Lt. Stryde Jones of the Valdosta, Ga., sheriff’s office told NBC News that the camera footage is blurry because it seemed to have been damaged by a ball at some point. He also said that the camera did not capture video of Johnson's body going inside the mat because it was a motion activated device and the mat was beyond its range. 

Authorities in Georgia town where Johnson was found dead have always contended that Kendrick Johnson's death was an accident. But his parents have been suspicious from the beginning, incredulous that their athletic son could have died the way authorities claim he did. The Georgia Bureau of Investigation's initial autopsy found that Johnson suffocated inside a gym mat after he fell into it while reaching for his shoe.

The blurry video is not the only development creating new questions for the Johnson family. Lowndes County Coroner Bill Watson blasted the initial investigation into the death in his official report, reported on by CNN this week. 

In his report, Watson complains that he was not notified about the death until nearly 4 p.m., more than six hours after it was discovered. 

"The investigative climate was very poor to worse when I arrived on the scene," he wrote in his report. "The body had been noticably [sic] moved. The scene had been compromised and there was no cooperation from law enforcement at the scene."

"I do not approve of the manner this case was handled. Not only was the scene compromised, the body was moved.

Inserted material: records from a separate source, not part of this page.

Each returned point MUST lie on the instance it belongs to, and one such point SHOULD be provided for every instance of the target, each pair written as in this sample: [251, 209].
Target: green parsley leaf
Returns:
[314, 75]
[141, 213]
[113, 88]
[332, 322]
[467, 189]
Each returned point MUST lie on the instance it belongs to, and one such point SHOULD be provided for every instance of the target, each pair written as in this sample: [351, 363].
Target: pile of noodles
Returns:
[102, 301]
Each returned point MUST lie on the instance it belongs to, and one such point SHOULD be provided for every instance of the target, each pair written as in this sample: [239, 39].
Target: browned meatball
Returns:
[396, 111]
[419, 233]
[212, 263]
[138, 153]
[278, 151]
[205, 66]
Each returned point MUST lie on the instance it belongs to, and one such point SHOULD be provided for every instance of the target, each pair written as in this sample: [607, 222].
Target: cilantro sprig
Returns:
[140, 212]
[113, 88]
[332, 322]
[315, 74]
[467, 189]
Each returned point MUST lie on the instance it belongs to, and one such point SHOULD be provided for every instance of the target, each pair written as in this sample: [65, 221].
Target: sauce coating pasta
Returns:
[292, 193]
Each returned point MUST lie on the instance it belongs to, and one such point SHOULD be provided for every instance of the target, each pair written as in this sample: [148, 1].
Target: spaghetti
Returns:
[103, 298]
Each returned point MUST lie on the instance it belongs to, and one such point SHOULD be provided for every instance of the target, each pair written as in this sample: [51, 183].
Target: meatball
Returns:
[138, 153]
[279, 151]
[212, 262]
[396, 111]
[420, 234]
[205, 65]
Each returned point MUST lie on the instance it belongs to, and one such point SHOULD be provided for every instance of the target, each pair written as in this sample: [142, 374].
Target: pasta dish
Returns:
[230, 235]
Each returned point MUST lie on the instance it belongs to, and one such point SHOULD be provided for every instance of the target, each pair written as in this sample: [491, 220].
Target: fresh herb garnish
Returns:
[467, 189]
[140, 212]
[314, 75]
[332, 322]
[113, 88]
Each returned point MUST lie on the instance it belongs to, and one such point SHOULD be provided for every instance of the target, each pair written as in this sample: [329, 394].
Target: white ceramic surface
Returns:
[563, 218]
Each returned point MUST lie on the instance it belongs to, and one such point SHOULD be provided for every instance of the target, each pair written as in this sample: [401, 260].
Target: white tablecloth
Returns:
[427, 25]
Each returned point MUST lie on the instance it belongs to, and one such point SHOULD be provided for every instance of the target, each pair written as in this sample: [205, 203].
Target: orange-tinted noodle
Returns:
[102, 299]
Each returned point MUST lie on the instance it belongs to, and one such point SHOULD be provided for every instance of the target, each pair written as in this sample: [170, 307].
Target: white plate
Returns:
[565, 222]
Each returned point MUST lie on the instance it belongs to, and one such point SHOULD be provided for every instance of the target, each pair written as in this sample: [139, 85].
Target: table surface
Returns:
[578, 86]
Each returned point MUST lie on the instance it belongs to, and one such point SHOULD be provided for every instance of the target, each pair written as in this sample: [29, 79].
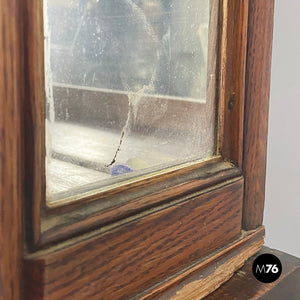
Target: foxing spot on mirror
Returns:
[130, 89]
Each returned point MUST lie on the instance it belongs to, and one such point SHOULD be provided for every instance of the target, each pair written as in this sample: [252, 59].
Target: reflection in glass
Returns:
[126, 89]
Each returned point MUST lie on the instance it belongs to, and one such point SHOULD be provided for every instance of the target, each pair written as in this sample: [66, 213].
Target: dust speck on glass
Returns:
[126, 85]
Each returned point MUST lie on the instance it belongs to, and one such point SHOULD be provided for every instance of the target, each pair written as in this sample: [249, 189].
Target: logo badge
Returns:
[267, 268]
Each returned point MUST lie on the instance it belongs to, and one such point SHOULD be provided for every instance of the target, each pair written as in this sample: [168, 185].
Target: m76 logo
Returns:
[267, 268]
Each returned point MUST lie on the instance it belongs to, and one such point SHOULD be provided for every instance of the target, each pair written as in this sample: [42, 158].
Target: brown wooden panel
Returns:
[206, 275]
[10, 145]
[126, 260]
[232, 80]
[34, 116]
[245, 286]
[260, 31]
[77, 218]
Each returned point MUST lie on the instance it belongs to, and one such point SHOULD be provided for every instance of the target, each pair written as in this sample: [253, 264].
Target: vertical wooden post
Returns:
[259, 50]
[10, 149]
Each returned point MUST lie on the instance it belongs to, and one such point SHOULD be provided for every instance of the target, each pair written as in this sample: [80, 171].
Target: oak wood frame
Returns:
[92, 214]
[212, 178]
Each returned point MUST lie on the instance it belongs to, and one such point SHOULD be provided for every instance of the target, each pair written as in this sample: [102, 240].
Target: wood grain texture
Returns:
[11, 96]
[232, 79]
[245, 286]
[202, 274]
[260, 31]
[34, 117]
[64, 222]
[124, 261]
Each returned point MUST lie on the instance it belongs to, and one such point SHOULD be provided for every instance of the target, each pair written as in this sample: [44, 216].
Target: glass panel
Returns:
[127, 90]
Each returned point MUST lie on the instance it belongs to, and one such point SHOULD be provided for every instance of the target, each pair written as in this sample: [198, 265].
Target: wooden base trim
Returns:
[202, 279]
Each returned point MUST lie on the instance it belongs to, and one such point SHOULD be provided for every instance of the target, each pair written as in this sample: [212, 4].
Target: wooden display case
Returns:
[178, 234]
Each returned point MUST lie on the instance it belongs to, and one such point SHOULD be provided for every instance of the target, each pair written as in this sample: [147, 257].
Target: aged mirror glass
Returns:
[129, 89]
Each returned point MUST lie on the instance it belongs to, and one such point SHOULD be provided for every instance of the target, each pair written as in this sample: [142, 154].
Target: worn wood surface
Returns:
[232, 80]
[136, 197]
[243, 285]
[128, 259]
[11, 96]
[34, 117]
[205, 276]
[260, 31]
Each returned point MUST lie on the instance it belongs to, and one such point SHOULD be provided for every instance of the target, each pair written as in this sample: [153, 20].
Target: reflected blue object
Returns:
[119, 169]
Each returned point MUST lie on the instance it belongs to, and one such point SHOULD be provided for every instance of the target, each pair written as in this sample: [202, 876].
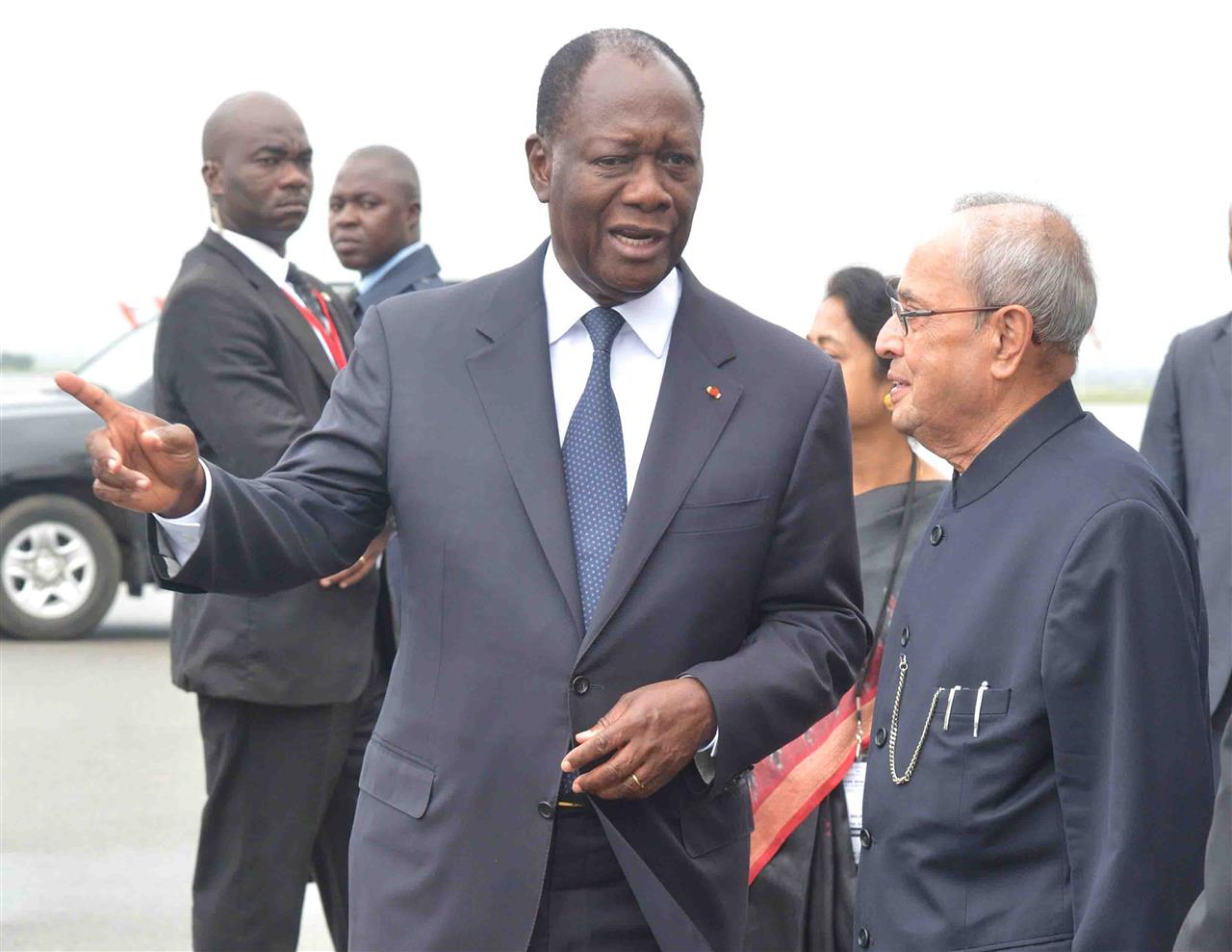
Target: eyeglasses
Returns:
[907, 314]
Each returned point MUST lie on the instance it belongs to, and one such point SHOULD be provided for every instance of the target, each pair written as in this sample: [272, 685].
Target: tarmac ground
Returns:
[101, 785]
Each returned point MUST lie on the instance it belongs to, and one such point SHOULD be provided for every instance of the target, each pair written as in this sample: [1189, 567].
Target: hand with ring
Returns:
[643, 741]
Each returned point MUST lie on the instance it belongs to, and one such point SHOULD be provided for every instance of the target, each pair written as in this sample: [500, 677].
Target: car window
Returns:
[126, 364]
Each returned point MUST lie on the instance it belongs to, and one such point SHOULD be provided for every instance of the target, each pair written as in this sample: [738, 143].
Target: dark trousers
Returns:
[281, 785]
[586, 903]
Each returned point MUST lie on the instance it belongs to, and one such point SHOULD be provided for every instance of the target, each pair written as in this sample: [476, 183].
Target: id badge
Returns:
[853, 789]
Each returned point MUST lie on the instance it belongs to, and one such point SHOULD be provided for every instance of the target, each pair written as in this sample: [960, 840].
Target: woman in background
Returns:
[804, 853]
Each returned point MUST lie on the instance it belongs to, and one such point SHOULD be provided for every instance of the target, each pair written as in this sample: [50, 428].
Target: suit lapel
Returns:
[404, 274]
[342, 318]
[687, 423]
[513, 375]
[276, 300]
[1221, 355]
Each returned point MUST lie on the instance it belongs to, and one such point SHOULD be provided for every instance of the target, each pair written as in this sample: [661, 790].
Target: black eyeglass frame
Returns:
[906, 314]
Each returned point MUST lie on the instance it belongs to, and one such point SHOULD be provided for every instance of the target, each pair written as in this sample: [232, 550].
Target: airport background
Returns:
[834, 135]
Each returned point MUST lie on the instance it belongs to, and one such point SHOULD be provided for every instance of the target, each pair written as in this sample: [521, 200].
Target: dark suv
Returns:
[63, 553]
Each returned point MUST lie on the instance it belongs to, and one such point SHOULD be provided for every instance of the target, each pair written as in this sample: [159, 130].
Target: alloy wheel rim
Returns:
[48, 569]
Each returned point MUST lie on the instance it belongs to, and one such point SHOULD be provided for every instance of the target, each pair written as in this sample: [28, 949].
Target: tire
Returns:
[60, 568]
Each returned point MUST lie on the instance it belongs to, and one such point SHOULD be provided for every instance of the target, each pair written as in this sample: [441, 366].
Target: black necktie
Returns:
[306, 292]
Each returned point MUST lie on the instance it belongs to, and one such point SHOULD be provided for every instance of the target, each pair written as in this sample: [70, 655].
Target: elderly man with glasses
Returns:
[1040, 772]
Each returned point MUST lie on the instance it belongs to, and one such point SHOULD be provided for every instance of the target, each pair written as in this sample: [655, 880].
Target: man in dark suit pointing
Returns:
[628, 525]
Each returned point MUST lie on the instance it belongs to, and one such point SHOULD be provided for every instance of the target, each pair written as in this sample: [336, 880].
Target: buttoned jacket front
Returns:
[1060, 573]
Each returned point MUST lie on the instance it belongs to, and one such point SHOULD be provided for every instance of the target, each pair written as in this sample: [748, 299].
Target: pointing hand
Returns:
[140, 462]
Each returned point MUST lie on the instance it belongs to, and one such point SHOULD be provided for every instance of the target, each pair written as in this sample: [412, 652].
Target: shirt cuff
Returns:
[180, 537]
[705, 757]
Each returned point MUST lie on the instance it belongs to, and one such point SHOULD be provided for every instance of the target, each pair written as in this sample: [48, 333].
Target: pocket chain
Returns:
[893, 726]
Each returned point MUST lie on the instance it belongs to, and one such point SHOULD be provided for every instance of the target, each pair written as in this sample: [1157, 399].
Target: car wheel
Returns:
[60, 568]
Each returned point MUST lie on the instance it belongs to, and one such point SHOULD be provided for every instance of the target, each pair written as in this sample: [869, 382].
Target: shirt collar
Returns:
[1015, 444]
[369, 281]
[268, 261]
[651, 316]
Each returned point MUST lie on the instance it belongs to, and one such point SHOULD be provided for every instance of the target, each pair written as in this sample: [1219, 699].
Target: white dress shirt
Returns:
[372, 278]
[639, 352]
[275, 268]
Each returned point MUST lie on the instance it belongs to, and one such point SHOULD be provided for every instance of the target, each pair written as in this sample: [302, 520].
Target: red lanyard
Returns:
[326, 330]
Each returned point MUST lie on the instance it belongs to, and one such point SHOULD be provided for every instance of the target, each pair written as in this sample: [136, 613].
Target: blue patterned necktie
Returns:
[594, 466]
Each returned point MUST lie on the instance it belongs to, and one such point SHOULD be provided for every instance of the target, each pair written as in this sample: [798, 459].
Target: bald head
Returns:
[373, 207]
[1020, 251]
[385, 163]
[256, 164]
[239, 114]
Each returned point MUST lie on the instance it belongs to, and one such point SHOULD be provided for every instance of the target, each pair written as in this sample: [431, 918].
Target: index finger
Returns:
[89, 395]
[599, 744]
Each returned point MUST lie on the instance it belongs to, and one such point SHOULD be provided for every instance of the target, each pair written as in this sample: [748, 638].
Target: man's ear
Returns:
[1011, 331]
[413, 212]
[211, 172]
[539, 164]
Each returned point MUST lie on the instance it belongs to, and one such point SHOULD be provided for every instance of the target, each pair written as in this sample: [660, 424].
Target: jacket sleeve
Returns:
[1161, 435]
[315, 512]
[216, 357]
[1124, 665]
[809, 635]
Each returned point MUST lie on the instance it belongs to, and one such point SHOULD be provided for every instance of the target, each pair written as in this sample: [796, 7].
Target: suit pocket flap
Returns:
[397, 779]
[707, 824]
[718, 516]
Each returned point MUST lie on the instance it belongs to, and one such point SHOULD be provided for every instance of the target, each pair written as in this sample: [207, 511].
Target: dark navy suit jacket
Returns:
[1061, 572]
[1188, 439]
[737, 563]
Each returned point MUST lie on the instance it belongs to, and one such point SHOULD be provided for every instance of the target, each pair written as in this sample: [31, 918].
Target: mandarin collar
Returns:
[1015, 444]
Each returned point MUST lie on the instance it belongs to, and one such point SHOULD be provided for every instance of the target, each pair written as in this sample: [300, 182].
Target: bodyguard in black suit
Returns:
[247, 348]
[1188, 439]
[1040, 775]
[374, 227]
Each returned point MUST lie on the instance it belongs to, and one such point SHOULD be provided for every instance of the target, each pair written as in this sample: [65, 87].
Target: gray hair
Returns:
[1042, 265]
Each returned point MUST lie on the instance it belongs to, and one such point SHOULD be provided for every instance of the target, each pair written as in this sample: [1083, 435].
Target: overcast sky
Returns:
[833, 137]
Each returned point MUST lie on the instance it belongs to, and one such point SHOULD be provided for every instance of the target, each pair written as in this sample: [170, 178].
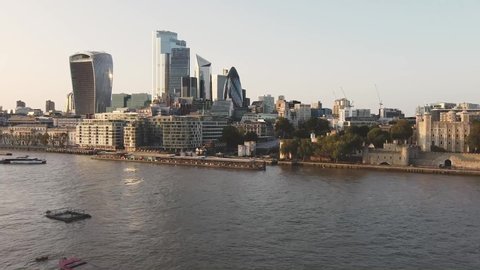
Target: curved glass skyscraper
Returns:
[233, 88]
[92, 74]
[203, 74]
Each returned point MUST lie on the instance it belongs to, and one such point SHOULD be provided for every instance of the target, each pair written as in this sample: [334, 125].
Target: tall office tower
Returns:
[268, 103]
[139, 100]
[170, 62]
[202, 72]
[179, 67]
[246, 101]
[70, 104]
[20, 104]
[233, 88]
[189, 87]
[218, 83]
[92, 75]
[49, 106]
[340, 104]
[119, 100]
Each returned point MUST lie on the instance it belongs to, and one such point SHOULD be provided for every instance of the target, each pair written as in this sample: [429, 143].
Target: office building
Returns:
[49, 106]
[119, 100]
[268, 103]
[70, 104]
[218, 84]
[100, 134]
[20, 104]
[92, 75]
[189, 87]
[170, 62]
[233, 88]
[203, 74]
[340, 104]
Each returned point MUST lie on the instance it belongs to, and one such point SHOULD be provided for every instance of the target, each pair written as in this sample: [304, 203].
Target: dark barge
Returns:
[67, 215]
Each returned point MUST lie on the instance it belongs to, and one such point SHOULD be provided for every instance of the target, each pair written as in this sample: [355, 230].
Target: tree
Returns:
[377, 137]
[402, 130]
[318, 126]
[251, 136]
[290, 146]
[305, 149]
[283, 128]
[473, 139]
[231, 136]
[361, 131]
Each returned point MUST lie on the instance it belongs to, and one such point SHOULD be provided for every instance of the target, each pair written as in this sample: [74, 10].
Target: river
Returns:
[147, 216]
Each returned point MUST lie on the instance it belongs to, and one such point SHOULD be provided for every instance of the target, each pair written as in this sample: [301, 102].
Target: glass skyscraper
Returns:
[233, 88]
[92, 75]
[170, 62]
[203, 74]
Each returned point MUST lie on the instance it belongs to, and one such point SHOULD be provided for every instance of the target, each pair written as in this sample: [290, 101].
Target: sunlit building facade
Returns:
[92, 75]
[170, 62]
[203, 74]
[233, 88]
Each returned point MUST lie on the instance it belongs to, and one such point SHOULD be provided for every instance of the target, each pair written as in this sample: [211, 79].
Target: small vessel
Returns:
[74, 263]
[67, 215]
[41, 258]
[23, 160]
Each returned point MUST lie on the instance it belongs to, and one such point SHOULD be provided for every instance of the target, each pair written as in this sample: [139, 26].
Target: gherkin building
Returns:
[233, 88]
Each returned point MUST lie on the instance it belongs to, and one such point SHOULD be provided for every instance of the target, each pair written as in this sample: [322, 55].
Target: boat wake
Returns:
[133, 181]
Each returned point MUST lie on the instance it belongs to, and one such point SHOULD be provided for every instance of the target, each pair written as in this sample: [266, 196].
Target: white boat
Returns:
[23, 160]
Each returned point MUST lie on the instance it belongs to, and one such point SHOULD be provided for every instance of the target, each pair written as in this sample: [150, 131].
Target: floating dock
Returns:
[67, 215]
[199, 161]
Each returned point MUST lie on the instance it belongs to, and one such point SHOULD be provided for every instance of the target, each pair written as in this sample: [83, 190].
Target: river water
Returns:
[147, 216]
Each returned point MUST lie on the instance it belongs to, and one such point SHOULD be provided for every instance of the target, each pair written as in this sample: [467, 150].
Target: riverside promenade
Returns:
[409, 169]
[199, 161]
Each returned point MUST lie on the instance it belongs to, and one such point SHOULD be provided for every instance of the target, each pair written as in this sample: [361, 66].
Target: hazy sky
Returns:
[416, 52]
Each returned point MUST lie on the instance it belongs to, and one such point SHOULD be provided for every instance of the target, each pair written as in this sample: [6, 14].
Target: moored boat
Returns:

The integrrety [sic] was breached by opening a sealed body bag, information necessary for my lawful investigation was withheld," he added.

Kenneth Johnson calls Watson's report "real troubling."

"It just goes to show more disrespect to my family, what the sherriff's department have done to us," he said on Friday's PoliticsNation. "They treated Kendrick like he wasn't even human."

An independent autopsy performed after the teen's body was exhumed found that his cause of death was "blunt-force trauma" to the neck.

"Where we found the trauma was in an area that had not previously been dissected or looked at in the first autopsy,” Anderson told NBC News.

Attorney Chevene King described that evidence as "nothing more than another piece to the puzzle," on PoliticsNation, and another sign that the investigation was botched from the start.

"The sheriff's department has described it as being a freak death, a freak accident," King said. "We think of course it can't be any more freak than the investigation that followed."

Johnson's parents remain hopefully that the recently announced federal investigation will help shed new light on what happened to their son.

"We want them to look at the governmental agents actions into this investigation," Crump said. "They want to hold whoever killed their children responsible, and whoever covered [it] up."